Entre mas te quejas, menos te ayudan

En uno de mis tantos momentos de perdida de vida sobre el tren subterráneo de nuestra amada capital es que me puse a recorrer minuciosamente las redes sociales de algunas amigas, para ser más detallista, me quedé pegada en tres perfiles específicos de personas que según mi propia percepción personal la vida ha sido tremendamente generosa con ellas pero que sin darse cuenta (eso espero benditamente) no hacen otra cosa que utilizar Facebook como su diario de vida instalado en la mitad de la plaza pública. Si bien es cierto, cada uno puede hacer de su vida personal lo que le parezca, desahogarse con un terapeuta, con la mejor amiga, con un altoparlante desde la ventana de su casa o escribiendo por las redes sociales, pero ¿es necesario quejarse hasta por el aire que respiran?

Debo reconocer que como todos yo también expongo mi vida un poco más de lo normal a través de fotos o comentarios, pero no por esto grito, pateo y rabeo con la vida, bien es sabido es que entre más te quejas es porque más mal agradecida eres. En mi caso personal si me quejara más de la cuenta después no podría ni siquiera salir a la calle, pues tengo una madre ultra enferma, mil ochocientas deudas, una vida sentimental volcánica como el Villarrica y un oído como imán para los problemas de los demás. Pero no aquí estoy como cada mañana, muriendo en la amargura del silencio pero gritándole a la vida que agradezco por respirar al lado y con el mismo aire de quienes amo.

Piensen una cosa; siempre, pero siempre habrá alguien que algún día te dirá a la cara que perdiste tu trabajo por ser una inconformista y por no disfrutar de lo que hacías, que el rostro que miras cada mañana frente a tu almohada es el que TÚ elegiste.

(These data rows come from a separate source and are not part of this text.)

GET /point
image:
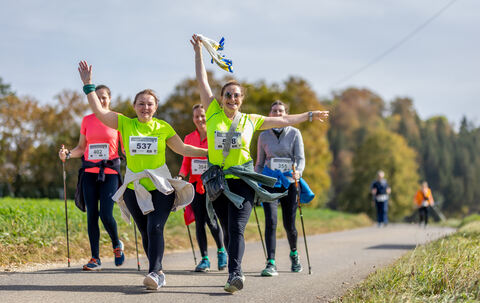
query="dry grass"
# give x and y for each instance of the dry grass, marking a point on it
(446, 270)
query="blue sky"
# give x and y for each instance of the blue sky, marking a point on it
(138, 44)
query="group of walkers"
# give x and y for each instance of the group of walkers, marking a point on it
(217, 152)
(149, 193)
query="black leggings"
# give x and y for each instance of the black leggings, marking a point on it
(151, 225)
(94, 191)
(201, 218)
(289, 211)
(423, 212)
(234, 220)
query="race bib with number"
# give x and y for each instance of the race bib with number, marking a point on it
(220, 138)
(282, 164)
(143, 145)
(199, 166)
(98, 151)
(382, 198)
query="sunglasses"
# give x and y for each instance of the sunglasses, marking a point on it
(229, 95)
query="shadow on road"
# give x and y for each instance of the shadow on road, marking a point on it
(127, 290)
(393, 246)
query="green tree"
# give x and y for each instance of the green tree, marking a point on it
(387, 151)
(355, 113)
(404, 120)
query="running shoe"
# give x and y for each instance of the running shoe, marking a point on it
(203, 266)
(154, 281)
(93, 265)
(296, 266)
(222, 260)
(119, 255)
(270, 270)
(235, 282)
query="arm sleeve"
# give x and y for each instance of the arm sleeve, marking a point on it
(170, 131)
(83, 127)
(257, 120)
(260, 156)
(299, 152)
(186, 166)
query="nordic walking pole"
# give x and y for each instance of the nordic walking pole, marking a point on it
(136, 244)
(66, 212)
(260, 232)
(301, 219)
(191, 244)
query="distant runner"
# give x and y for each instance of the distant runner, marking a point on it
(423, 200)
(380, 192)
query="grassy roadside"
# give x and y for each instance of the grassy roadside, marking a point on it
(33, 231)
(446, 270)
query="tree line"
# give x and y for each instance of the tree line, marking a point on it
(364, 134)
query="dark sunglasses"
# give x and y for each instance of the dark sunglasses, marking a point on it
(229, 95)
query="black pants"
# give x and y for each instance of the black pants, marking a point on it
(289, 211)
(151, 225)
(93, 192)
(423, 212)
(234, 221)
(201, 218)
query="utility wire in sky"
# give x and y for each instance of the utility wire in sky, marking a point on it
(395, 46)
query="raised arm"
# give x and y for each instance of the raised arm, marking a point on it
(289, 120)
(176, 144)
(261, 155)
(108, 117)
(206, 95)
(299, 154)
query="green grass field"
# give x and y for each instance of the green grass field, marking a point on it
(446, 270)
(33, 231)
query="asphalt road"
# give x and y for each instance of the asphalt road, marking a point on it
(339, 261)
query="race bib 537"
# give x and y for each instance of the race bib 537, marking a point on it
(143, 145)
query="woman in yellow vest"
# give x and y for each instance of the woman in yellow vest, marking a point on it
(423, 199)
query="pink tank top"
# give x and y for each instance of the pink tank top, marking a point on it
(102, 142)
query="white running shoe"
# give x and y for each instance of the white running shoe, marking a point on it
(154, 281)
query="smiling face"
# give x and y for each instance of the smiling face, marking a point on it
(199, 119)
(104, 97)
(232, 99)
(145, 106)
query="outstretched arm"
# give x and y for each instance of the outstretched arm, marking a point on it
(288, 120)
(206, 95)
(108, 117)
(176, 144)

Piensen, el dinero no hace la felicidad, la financia sí, pero lo importante es que te alcance para tus necesidades básicas y algún disfrute, no para demostrar a la gente tu poderío económico y que lo puedes pasar mejor en un tour por las islas Galápagos que en un asado en el intercomunal. A qué voy con todo esto, es que mañana por la mañana mires al espejos y le des las gracias a la persona que tienes en el reflejo, pues es ella la arquitecta de tu vida.

Ama sin límites pero a quién tengas al lado, no a aquel que te lee y no se acerca. Por una vez en la vida ama tu cuerpo!!! Es tu templo, es tuyo vívelo y disfrútalo, sino trabaja para ello y deja de quejarte si tienes 6 tallas de más o tus huesos son más preponderantes que tu nariz. Y a la vez, deja que los demás también disfruten al suyo porque si realmente las quieres ayudar estudia nutrición o dietética o simplemente dedícate a terapeuta. Pero parte por ti!

Y por último deja de quejarte!!!. Porque es aquí donde tengo una pequeña duda ¿Ha llegado alguien a tu puerta a ofrecerte una mano después de leer tu facebook? Pues no, los problemas son tuyos, resuélvelos y aprende de ellos, no los desparrames por internet junto a tu furia. Y si realmente necesitas tanta ayuda, en el buscador pon el nombre y apellido de la persona que realmente creas que te puede ayudar a alcanzar la luz que necesitas.

Mis amadas Incorrectas aprendamos a vivir con lo que tenemos porque nos pertenece, sea bueno o malo, no dejemos que la envidia por triunfos ajenos nos coma, vivamos libres y tranquilas, porque de esta no hay otra y si te quejas mucho aquí del otro lado será lo mismo. Las quiero.